Recentemente, o presidente da Câmara dos Deputados,
Arthur Lira, fez um discurso inflamado acerca da disputa pelo orçamento de
2024, que passou por uma alteração pelo presidente da República, Luiz Inácio
Lula da Silva. Em clara demonstração de contrariedade ao veto do presidente –
que rejeitou mais de R$ 5 bilhões das emendas das Comissões das Casas
Legislativas – Lira afirmou que o Legislativo não é apenas um carimbador do
orçamento, mas que deve funcionar ativamente no processo de elaboração
orçamentária no país. E, de certa forma, o parlamentar está correto.
Já Rodrigo Pacheco, presidente do Senado Federal,
adotou um tom mais moderado em seu pronunciamento, mas acentuou a necessidade
de debater o orçamento e evitar gastos desnecessários – depreendendo-se um
certo tom crítico aos gastos do Poder Executivo Federal.
Mas, como isso se explica e o que está por trás
dessa disputa? É necessário compreender o contexto e os mecanismos existentes
na democracia do Brasil. A Constituição brasileira, em seu art. 2.o, prescreve
a tripartição dos poderes, por meio de sua independência e harmonia. Isso
significa que cada um dos poderes do Estado é autônomo, mas que eles devem,
conjuntamente, ser harmônicos, funcionando como uma engrenagem que permite à
máquina estatal operar e, sobretudo, prevenir a concentração e o abuso de
poder, seja pelo Legislativo, Executivo ou Judiciário. Tal prescrição não é
novidade e remonta à Revolução Francesa, quando se tentava impedir os abusos
cometidos pela monarquia absolutista.
Nessa ideia de contenção do poder pelo poder é que
surge a teoria dos freios e contrapesos, pela qual, a todo o momento, um poder
exerce controle sobre o outro, evitando que haja abuso do poder do Estado por
meio de seus órgãos institucionais. São vários os exemplos maculados pela
Constituição Federal brasileira, como a necessidade de autorização do Congresso
Nacional para que o presidente da República se ausente do país por mais de 15
dias; o poder conferido ao Chefe do Executivo Federal de nomear membros do
Judiciário; ou a competência do Supremo Tribunal Federal para julgar membros de
outros poderes, dependendo do tipo de crime cometido.
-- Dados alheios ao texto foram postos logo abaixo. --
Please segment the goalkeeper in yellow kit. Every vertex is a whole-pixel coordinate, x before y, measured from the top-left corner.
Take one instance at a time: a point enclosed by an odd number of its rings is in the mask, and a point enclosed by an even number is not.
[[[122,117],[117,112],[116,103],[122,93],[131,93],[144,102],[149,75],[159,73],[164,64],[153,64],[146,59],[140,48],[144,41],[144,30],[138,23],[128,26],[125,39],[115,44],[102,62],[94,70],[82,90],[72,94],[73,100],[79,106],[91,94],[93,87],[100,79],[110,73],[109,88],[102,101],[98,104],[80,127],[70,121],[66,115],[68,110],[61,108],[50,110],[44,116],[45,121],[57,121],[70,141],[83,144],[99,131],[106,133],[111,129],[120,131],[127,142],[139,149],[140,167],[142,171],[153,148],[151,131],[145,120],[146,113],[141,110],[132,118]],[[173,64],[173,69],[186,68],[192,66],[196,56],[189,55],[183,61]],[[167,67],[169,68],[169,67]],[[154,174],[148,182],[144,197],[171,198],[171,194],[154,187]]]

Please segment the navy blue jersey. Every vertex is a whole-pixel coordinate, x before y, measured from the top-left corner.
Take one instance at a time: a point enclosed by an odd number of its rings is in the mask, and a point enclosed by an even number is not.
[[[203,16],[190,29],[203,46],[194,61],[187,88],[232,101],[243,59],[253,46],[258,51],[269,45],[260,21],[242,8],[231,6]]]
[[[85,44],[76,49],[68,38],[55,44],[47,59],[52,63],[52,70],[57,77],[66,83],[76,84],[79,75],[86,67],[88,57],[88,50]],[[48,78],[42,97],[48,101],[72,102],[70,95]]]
Um dos mecanismos de controle do poder pelo poder é
o veto presidencial sobre as propostas orçamentárias elaboradas pelas Casas
Legislativas. Não se trata, necessariamente, de uma afronta, mas, sim, de uma
prerrogativa endossada pelo texto constitucional que visa ao equilíbrio entre
os poderes. O exercício do veto faz parte do jogo político, assim como sua
eventual derrubada pelo Legislativo. Esse processo é saudável para a
democracia, desde que se respeite a Constituição e os mecanismos por ela estabelecidos.
A grande celeuma atualmente é: como resolver tais
impasses? Existe uma saída para a possível crise entre os poderes Executivo e
Legislativo? A resposta para essa questão está no diálogo institucional. É
fundamental que o Executivo e Legislativo busquem o diálogo e encontrem um
caminho que seja satisfatório a ambos e, sobretudo, que respeite a democracia e
o interesse popular. Não se trata de demagogia ou de falsa esperança, mas, sim,
de confiar na visão dos constituintes que, em 1988, buscavam promover uma
democracia robusta. A Constituição foi elaborada com o propósito de fomentar o
diálogo e o consenso.
O povo é o verdadeiro soberano, e seus
representantes são meros intermediários. Aqui, o foco não deve ser atender a
interesses individuais. É preciso apostar no diálogo e fortalecer as relações
institucionais para garantir o bom funcionamento do Estado, priorizar os
interesses da população e alcançar resultados benéficos. É somente por meio
dessa abordagem que o Brasil terá condições de crescer e avançar em direção ao
desenvolvimento tão aguardado pelos cidadãos. Aguardemos as próximas cenas e o
deslinde que virá.
Dilermando Martins - mestre em Ciências Sociais, doutorando em Direito pela UFPR. É professor da Escola de Direito e Ciências Sociais da Universidade Positivo (UP).